Yaşamak

Fotoğraf: Pixabay
IŞIĞIN KARANLIĞI
Güneş ne kadar keskinleşirse gölgeler onca kararır. Işığın karanlık yüzünde. Göz kamaştırıcı bir karanlıkta. Füzelerin art arda uçurulduğu gökyüzünde…
KARGALAR YERE İNDİ
Kargalar, eskiden damlara konar, ağaçlara tünerdi. Damları çanak antenlerle baz istasyonlarının demirden blokları kaplayınca çıkan sinyallerden havayı sürekli titreten vınlamalardan olmalı, kargaların gaklamaları kesildi. Onlar da peş peşe birerli, ikişerli ya da topluca yollara, bahçe içlerine, ev aralarına indiler. Kanat çırpmadan kedi, köpek gibi dolanıp durmaya. Kedi, köpek için ara sokaklara konan kuru mamalarla sulara el koymaya. Şimdi gaklayarak kedi köpek mamalarının başına çöküyorlar. Kedilerle köpekler mamalarına pek yaklaşamıyor artık. Kargalar yere indiğinden…
SIRADAN
Sıradan bir gün, her gün. Beton blokların sıkıştırdığı kentte. Ağaçsız, yapraksız, topraksız beton yollar arasında. Çelik köprüler üstünde.

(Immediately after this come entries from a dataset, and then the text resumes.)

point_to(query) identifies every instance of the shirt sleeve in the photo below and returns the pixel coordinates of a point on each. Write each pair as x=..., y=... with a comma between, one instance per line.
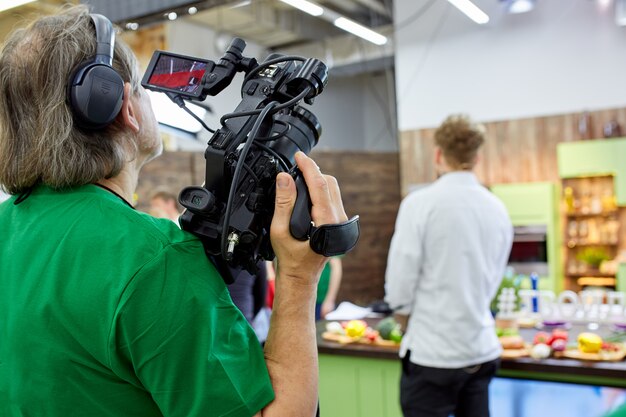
x=177, y=335
x=404, y=261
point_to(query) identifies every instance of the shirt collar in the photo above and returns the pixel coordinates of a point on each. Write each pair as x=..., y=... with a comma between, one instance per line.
x=459, y=178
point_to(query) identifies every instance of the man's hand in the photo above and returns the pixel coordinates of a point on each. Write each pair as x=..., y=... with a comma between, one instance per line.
x=295, y=258
x=292, y=361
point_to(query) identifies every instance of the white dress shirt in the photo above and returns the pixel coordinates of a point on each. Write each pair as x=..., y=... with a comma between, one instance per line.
x=447, y=258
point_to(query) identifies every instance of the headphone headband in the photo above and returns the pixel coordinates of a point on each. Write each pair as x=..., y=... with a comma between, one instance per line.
x=105, y=39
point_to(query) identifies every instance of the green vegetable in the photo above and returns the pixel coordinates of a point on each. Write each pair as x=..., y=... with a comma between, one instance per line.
x=386, y=326
x=593, y=256
x=396, y=335
x=507, y=282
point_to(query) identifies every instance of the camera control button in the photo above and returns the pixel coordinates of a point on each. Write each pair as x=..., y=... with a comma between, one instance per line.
x=252, y=88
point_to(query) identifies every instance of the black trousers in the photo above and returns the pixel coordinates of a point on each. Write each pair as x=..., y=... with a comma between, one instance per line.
x=435, y=392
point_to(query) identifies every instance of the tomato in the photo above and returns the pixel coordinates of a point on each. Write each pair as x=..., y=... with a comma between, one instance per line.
x=541, y=338
x=558, y=334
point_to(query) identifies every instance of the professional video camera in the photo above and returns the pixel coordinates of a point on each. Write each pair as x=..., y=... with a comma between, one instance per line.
x=231, y=213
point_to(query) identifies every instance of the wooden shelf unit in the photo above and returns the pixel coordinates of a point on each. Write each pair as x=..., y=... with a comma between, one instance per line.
x=591, y=223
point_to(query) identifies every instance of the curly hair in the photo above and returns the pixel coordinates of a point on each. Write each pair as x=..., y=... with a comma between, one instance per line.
x=460, y=139
x=39, y=141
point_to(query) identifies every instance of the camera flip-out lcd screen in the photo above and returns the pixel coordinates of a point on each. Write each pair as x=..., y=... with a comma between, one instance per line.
x=177, y=74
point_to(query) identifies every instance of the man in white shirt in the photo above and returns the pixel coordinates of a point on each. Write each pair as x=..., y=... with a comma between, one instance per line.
x=447, y=258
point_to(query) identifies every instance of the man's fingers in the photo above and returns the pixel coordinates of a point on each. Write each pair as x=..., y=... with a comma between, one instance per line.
x=285, y=200
x=316, y=183
x=335, y=196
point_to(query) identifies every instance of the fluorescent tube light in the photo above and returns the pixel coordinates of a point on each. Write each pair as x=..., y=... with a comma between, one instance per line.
x=520, y=6
x=471, y=10
x=9, y=4
x=360, y=31
x=306, y=6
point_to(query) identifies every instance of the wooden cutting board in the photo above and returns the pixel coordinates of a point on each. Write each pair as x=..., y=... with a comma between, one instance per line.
x=515, y=353
x=603, y=355
x=344, y=340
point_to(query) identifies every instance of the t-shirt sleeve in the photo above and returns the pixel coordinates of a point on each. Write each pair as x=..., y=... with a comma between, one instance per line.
x=177, y=335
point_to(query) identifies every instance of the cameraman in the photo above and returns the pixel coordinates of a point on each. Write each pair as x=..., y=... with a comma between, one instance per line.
x=105, y=311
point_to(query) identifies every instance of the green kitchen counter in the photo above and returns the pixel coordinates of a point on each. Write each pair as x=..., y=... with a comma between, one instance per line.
x=364, y=381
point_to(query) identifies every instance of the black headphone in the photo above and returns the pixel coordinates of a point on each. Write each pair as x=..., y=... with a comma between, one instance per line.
x=96, y=90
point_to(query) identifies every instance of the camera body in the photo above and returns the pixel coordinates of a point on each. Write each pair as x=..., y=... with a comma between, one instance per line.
x=231, y=212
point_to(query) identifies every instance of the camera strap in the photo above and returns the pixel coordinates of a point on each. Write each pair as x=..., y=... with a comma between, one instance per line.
x=335, y=239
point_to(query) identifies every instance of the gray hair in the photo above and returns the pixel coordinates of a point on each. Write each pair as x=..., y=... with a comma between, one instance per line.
x=39, y=140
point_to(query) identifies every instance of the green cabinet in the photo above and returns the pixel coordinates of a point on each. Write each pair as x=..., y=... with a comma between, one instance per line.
x=536, y=203
x=593, y=158
x=359, y=387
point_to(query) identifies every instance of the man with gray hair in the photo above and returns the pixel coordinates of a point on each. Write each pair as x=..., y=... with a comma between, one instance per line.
x=105, y=311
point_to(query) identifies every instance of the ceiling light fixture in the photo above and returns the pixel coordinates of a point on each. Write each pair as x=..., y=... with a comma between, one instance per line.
x=519, y=6
x=470, y=10
x=306, y=6
x=620, y=12
x=243, y=3
x=338, y=20
x=9, y=4
x=360, y=31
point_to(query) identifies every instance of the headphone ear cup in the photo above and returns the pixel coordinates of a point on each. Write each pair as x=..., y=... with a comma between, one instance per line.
x=96, y=95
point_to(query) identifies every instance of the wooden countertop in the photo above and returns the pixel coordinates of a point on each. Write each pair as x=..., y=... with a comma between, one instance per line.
x=558, y=370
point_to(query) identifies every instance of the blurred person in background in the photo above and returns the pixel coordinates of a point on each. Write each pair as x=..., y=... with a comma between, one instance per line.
x=106, y=311
x=447, y=258
x=328, y=287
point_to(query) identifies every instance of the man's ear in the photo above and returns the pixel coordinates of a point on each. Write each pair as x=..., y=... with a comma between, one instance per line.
x=438, y=155
x=128, y=113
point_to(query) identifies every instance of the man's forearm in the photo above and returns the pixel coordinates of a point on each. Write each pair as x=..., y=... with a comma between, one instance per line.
x=291, y=350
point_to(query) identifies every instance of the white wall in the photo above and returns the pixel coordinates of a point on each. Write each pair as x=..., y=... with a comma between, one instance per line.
x=358, y=114
x=565, y=56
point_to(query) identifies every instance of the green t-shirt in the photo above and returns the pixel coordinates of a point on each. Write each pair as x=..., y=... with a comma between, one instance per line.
x=105, y=311
x=324, y=282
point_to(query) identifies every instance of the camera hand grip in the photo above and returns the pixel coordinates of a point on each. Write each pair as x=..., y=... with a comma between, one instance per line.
x=300, y=222
x=329, y=239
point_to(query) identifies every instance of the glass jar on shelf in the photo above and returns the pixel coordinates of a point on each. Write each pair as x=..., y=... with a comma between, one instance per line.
x=569, y=199
x=583, y=231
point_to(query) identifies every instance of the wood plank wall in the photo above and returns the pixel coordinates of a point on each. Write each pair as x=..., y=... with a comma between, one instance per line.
x=522, y=150
x=370, y=184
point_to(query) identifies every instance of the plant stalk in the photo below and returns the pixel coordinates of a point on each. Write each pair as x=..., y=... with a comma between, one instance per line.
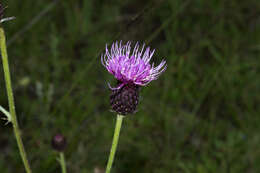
x=63, y=162
x=11, y=101
x=115, y=142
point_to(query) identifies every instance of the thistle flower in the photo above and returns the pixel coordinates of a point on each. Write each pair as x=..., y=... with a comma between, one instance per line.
x=132, y=69
x=59, y=142
x=2, y=19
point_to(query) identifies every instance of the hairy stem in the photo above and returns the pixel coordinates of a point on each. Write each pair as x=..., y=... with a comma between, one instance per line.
x=63, y=162
x=115, y=141
x=11, y=101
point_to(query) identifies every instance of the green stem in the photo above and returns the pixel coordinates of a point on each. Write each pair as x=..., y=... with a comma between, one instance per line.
x=115, y=141
x=11, y=101
x=62, y=162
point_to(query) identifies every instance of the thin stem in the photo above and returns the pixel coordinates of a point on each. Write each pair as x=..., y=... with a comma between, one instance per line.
x=11, y=101
x=63, y=162
x=115, y=141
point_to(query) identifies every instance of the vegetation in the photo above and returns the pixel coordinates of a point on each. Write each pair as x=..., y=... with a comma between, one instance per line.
x=202, y=115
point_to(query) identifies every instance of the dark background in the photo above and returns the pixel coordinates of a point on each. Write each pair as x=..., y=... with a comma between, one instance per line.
x=202, y=115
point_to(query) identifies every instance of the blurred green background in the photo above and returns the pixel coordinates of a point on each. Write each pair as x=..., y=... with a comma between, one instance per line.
x=201, y=116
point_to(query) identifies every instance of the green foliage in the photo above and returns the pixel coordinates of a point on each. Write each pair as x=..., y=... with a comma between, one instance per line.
x=201, y=115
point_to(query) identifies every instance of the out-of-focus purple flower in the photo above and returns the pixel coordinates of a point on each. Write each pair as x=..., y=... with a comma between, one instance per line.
x=132, y=69
x=131, y=66
x=2, y=19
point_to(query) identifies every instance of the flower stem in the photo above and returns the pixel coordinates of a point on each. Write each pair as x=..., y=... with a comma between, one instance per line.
x=115, y=141
x=62, y=162
x=11, y=101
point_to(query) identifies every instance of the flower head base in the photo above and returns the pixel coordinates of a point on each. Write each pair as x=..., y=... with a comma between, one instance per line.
x=132, y=67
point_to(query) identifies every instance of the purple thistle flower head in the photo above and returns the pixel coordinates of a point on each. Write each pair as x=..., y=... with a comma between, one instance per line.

Denizden de, gökyüzünden de uzaklaştırılmış sıradan bir adam. Ezen kalabalığın ortasında. Yalıtılmış. Tek başına kalan.
BOĞUNTU
Kentin kalabalığın otobüsleri, metrobüsleri, metroları, trenleri, minibüsleri, taksileri, otomobilleriyle, yerin üstünden, yerin altından yolların, köprülerin iki yanından, tünellerin karanlığında bir o yana bir bu yana akıp duruyor. Birbirini itip kakarak, cepten cebe konuşarak, bağırıp çağırarak, kavga ederek, dövüşerek: taciz, tecavüz, cinayet evlerine ulaşmaya çalışıyor. Denize ulaşamadan kızgın güneş altında kuruyan ırmak örneği. Kendi içinde boğularak.
MIRILTI
Konuşmuyoruz deniyor ya, aslında konuşamıyoruz/konuşturmuyorlar. Konuşmaya kalkanları apar topar toplantılarda susturulan telefonlar gibi sessize alıyorlar. Toplantı sürerken konuşma da sürüyor içten içe. Bir mırıltıdır sürüp gidiyor sessizlikte, bütün telefonların birlikte çalacağı güne.
HEPSİ SENİN
Hepsi senin için. Gökyüzü, deniz, toprak. Toprağın altındakiler, üstündekiler. Hepsi senin. Paylaşabildiğimiz sürece.
YAŞAMAK
Güneşe bırakalım gökyüzünü, aya, yıldızlara. Kuşların kanat çırparak uçuşuna sabah akşam. Ne yerden, ne gökten ateş saçmadan. Ortalığı kana bulamadan. Suları bulandırmadan. Uçsuz bir denize açılırcasına yelken açarak. Rüzgarla yarışırcasına yaşamak.
GÖLGE ORDUSU
Gölgeler basmış her yanı. Aralarında ışıktan adacıklar. Gölgeye bastığında sen de kayboluyorsun. Sen de gölgesin aslında. Işıktan adacıklar olmasa hepten yok olacaksın/yok olacağız…
SEVGİ
“Seni seviyorum” demekten başka söz gelmiyor aklıma. Mutlu olmak için. Mutlu etmek için dünyayı, sevgiden başka söz yok.
Not: Sevgi ateştir; yakmayan, ısıtan. Sağaltıp dirilten.